OpenHCS-Specific Patterns

Lazy Configuration Resolution

Hierarchical resolution: step → pipeline → global:

def resolve_field_value(field_name: str,
                       step_config: Optional[StepConfig],
                       pipeline_config: Optional[PipelineConfig],
                       global_config: GlobalConfig) -> Any:
    # Breadth-first resolution
    for config in [step_config, pipeline_config, global_config]:
        if config and hasattr(config, field_name):
            value = getattr(config, field_name)
            if value is not None:
                return value
    return None

FileManager I/O Abstraction

All I/O operations must go through FileManager:

# Good: FileManager abstraction
def save_results(results: List[Array],
                output_paths: List[str],
                filemanager: FileManager) -> None:
    for result, path in zip(results, output_paths):
        filemanager.save_array(result, path)

# Bad: Direct file system access
def save_results(results: List[Array], output_paths: List[str]) -> None:
    for result, path in zip(results, output_paths):
        np.save(path, result)  # Bypasses backend system

3D→3D Function Contracts

All OpenHCS functions maintain 3D→3D contracts:

@register_function("denoise_3d")
def denoise_volume(volume: Array3D) -> Array3D:
    """Denoise 3D volume. Input and output must be 3D."""
    if volume.ndim != 3:
        raise ValueError(f"Expected 3D volume, got {volume.ndim}D")

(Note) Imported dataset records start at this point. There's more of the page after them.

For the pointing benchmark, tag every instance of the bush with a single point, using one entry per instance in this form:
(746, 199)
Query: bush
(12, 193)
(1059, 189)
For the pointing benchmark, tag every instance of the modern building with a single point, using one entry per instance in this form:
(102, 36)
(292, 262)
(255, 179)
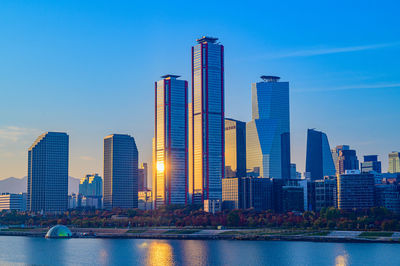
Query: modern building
(388, 196)
(13, 202)
(335, 155)
(355, 190)
(120, 172)
(208, 121)
(319, 162)
(325, 193)
(247, 192)
(235, 148)
(371, 164)
(347, 160)
(394, 162)
(142, 182)
(268, 133)
(48, 173)
(171, 141)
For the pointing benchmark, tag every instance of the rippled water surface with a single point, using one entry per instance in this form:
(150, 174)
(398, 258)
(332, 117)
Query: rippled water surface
(40, 251)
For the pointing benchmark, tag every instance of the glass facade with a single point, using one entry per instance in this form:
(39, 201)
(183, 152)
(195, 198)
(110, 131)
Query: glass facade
(208, 125)
(235, 148)
(120, 184)
(268, 134)
(48, 173)
(171, 142)
(319, 162)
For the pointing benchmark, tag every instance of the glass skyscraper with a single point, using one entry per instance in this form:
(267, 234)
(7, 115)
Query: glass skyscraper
(319, 162)
(235, 148)
(120, 184)
(394, 162)
(207, 120)
(48, 173)
(268, 133)
(171, 141)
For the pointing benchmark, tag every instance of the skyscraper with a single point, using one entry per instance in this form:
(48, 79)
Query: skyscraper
(208, 119)
(171, 141)
(371, 164)
(48, 173)
(319, 162)
(142, 182)
(235, 148)
(120, 172)
(268, 133)
(394, 162)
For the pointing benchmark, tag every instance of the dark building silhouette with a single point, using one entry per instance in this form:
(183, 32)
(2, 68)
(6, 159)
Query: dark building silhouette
(319, 162)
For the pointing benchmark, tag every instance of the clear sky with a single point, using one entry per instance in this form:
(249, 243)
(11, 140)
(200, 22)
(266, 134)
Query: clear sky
(88, 68)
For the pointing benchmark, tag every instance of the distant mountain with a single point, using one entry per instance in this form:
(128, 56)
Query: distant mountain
(18, 185)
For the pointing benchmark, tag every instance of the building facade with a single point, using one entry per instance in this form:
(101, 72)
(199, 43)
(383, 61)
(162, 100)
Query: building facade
(120, 189)
(371, 164)
(268, 133)
(319, 162)
(48, 173)
(235, 148)
(355, 190)
(394, 162)
(171, 142)
(208, 121)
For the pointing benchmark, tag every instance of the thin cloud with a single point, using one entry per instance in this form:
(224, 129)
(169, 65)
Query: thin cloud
(354, 87)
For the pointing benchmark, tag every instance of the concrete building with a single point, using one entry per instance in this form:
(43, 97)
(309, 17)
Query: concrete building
(355, 190)
(120, 172)
(235, 148)
(13, 202)
(48, 173)
(268, 133)
(319, 162)
(171, 141)
(208, 121)
(371, 164)
(394, 162)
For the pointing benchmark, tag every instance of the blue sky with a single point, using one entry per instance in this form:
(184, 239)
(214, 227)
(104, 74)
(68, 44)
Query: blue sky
(88, 68)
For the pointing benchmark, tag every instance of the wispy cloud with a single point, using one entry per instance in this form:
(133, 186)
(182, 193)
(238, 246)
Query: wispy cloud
(15, 134)
(352, 87)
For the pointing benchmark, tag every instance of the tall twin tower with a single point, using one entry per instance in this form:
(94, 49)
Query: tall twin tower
(188, 146)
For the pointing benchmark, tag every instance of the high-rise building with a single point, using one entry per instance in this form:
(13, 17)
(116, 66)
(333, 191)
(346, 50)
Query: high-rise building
(13, 202)
(235, 148)
(208, 121)
(347, 160)
(335, 155)
(394, 162)
(142, 182)
(355, 190)
(120, 172)
(247, 192)
(48, 173)
(371, 164)
(268, 134)
(91, 185)
(171, 141)
(319, 162)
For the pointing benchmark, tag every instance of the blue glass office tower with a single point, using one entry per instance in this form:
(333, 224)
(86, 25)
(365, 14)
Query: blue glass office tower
(207, 120)
(268, 133)
(319, 162)
(171, 141)
(48, 173)
(120, 179)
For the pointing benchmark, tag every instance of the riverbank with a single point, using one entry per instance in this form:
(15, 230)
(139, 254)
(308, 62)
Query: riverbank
(226, 234)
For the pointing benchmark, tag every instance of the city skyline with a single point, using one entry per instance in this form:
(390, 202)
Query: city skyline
(73, 107)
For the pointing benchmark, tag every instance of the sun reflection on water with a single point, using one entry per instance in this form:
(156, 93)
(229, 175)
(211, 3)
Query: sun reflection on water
(160, 253)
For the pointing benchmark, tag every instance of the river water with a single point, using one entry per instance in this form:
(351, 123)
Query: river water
(41, 251)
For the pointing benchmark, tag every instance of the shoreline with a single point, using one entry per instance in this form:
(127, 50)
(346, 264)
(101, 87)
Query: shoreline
(100, 233)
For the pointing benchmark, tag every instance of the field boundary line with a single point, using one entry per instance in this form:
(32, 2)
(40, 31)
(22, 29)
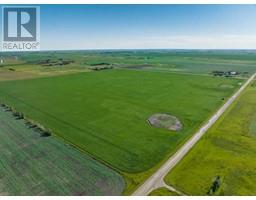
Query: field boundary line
(156, 179)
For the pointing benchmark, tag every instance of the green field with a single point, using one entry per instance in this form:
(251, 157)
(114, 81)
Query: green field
(104, 113)
(227, 150)
(109, 109)
(29, 64)
(35, 165)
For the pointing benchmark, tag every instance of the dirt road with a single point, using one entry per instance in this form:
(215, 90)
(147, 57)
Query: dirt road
(156, 180)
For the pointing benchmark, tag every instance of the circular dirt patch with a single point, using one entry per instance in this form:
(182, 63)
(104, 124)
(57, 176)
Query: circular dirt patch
(165, 121)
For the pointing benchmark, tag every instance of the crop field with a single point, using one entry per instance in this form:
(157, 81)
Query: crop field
(226, 151)
(35, 165)
(163, 192)
(101, 101)
(37, 64)
(109, 109)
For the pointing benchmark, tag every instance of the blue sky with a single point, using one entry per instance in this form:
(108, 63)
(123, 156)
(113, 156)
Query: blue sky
(147, 26)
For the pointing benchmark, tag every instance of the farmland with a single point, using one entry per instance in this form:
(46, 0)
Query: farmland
(227, 151)
(34, 165)
(100, 101)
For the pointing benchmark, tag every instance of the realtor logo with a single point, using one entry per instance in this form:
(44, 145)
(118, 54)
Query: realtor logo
(20, 28)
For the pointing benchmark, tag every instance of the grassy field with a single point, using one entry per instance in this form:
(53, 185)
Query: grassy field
(35, 165)
(109, 109)
(228, 150)
(163, 192)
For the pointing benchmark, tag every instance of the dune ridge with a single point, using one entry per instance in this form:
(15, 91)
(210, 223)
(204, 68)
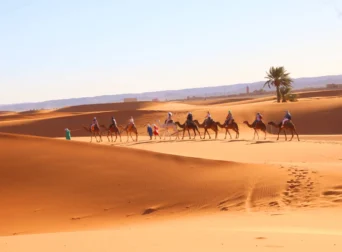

    denoised = apply_denoising(volume)

    if denoised.ndim != 3:
        raise ValueError(f"Function violated 3D→3D contract")
    return denoised

Systematic Refactoring Process

Step 1: Identify Violations

Code smells to look for:

  • hasattr() checks with fallback logic

  • getattr() calls with default values

  • try/except blocks where errors aren’t expected

  • Magic strings instead of enums

  • Direct file system access bypassing FileManager

  • Defensive programming patterns

  • Hardcoded lists that should use enums

  • Stateful classes that could be pure functions

Step 2: Apply Patterns

  1. Create ABCs for similar functionality

  2. Extract dependencies to constructor parameters

  3. Remove dispatch layers in favor of direct method calls

  4. Use Generic[T] and metaprogramming for true genericism

  5. Replace defensive code with explicit error handling

  6. Standardize interfaces across subsystems

Step 3: Validate Changes

Refactoring validation checklist:

  • [ ] All I/O operations go through FileManager

  • [ ] No defensive programming patterns remain

  • [ ] Error handling only where errors are expected

  • [ ] Enums used instead of magic strings

  • [ ] ABCs define clear contracts

  • [ ] Functions maintain 3D→3D contracts where applicable

  • [ ] Breadth-first traversal used for recursive operations

  • [ ] Lazy resolution follows step → pipeline → global hierarchy

Decision Framework

When to Refactor

Refactor when:

  • Code violates OpenHCS architectural principles

  • Defensive programming patterns are present

  • Magic strings are used instead of enums

  • Similar functionality lacks consistent interfaces

  • Direct file system access bypasses FileManager

Don’t refactor when:

  • Code already follows OpenHCS patterns

  • Changes would break existing contracts

  • Refactoring adds complexity without clear benefit

Architectural Decision Process

  1. Identify the domain - Configuration, I/O, processing, or UI?

  2. Choose paradigm - OOP for contracts/state, FP for transformations

  3. Apply patterns - Use established OpenHCS patterns for the domain

  4. Validate design - Ensure fail-loud behavior and clear contracts

  5. Test integration - Verify compatibility with existing systems

This framework ensures consistent, maintainable, and robust code across the OpenHCS codebase.